TransVort: A Temporally Coherent Physics-Guided Neural Network for Super-Resolution and Denoising 4D flow MRI of CSF

Cerebrospinal fluid (CSF) plays diverse roles in cushioning the brain, regulating intracranial pressure, and clearing metabolic wastes. While alterations in CSF flow are implicated in diseases such as hydrocephalus, in vivo assessment of the underlying flow structures is limited. 4D flow MRI can measure CSF velocities within the cerebral ventricles but with low spatiotemporal resolution and velocity-to-noise ratios. We developed TransVort, a temporally coherent physics-guided neural network (PGNN), to denoise and super-resolve 4D flow MRI. This network uses a novel loss function based on the vorticity transport equation to improve temporal coherence.
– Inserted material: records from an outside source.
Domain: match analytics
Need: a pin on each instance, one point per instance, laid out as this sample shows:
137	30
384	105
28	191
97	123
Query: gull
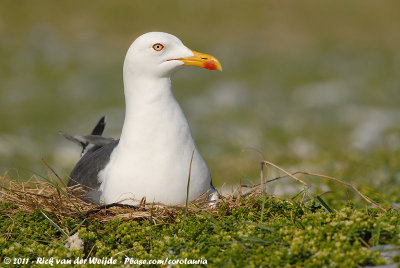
156	151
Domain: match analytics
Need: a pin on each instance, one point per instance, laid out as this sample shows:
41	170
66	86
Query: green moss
290	235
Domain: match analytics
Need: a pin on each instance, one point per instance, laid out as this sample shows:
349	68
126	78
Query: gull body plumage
152	158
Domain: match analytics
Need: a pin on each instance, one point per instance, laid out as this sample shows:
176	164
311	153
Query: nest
61	201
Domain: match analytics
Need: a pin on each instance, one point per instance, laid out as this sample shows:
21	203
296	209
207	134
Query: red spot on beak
210	65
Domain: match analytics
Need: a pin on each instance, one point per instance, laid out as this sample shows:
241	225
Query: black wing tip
99	128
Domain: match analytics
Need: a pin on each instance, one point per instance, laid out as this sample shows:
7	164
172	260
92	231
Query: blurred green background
311	85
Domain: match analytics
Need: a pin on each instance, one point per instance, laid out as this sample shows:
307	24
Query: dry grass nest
54	197
62	201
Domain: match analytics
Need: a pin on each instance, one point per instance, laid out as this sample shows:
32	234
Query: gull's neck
149	102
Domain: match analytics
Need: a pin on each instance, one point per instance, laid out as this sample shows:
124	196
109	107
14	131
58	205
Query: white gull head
154	153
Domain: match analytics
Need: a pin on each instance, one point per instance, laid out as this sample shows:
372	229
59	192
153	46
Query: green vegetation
309	85
288	234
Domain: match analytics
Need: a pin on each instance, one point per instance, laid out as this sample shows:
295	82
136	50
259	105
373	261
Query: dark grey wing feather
85	172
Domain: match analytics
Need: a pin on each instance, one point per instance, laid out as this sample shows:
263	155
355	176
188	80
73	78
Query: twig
344	183
287	173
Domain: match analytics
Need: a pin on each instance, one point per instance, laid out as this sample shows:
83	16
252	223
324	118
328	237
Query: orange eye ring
158	47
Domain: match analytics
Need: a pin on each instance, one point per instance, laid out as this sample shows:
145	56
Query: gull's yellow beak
202	60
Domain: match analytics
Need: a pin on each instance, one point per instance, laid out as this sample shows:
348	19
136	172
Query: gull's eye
158	47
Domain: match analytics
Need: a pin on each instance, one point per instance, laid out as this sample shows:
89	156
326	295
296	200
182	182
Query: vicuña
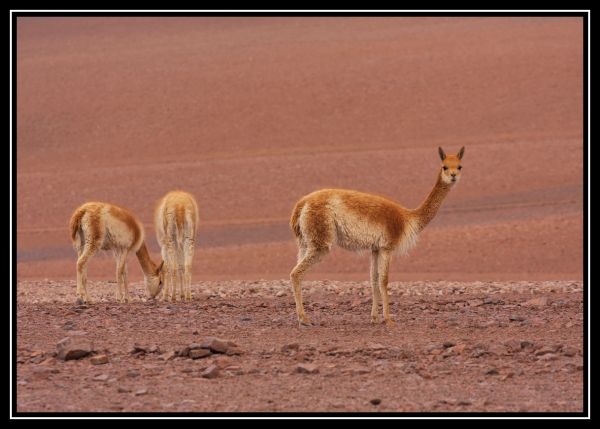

We compare this network performance to our previously proposed divergence-constrained PGNN. Our preliminary results document the TransVort network, when applied to synthetic 4D flow MRI in the ventricles, outperforms our prior PGNN by reducing the root mean square error in core voxels by 17.9% vs 10.5% and in edge voxels by 39.7% vs 34.5% relative to linear interpolation. We assess performance using in vitro 4D flow MRI acquired at two resolutions in 3D printed phantoms and in vivo 4D flow MRI in a healthy subject. By improving in vivo imaging of CSF flow, we hope to further inform investigations of cerebroventricular diseases.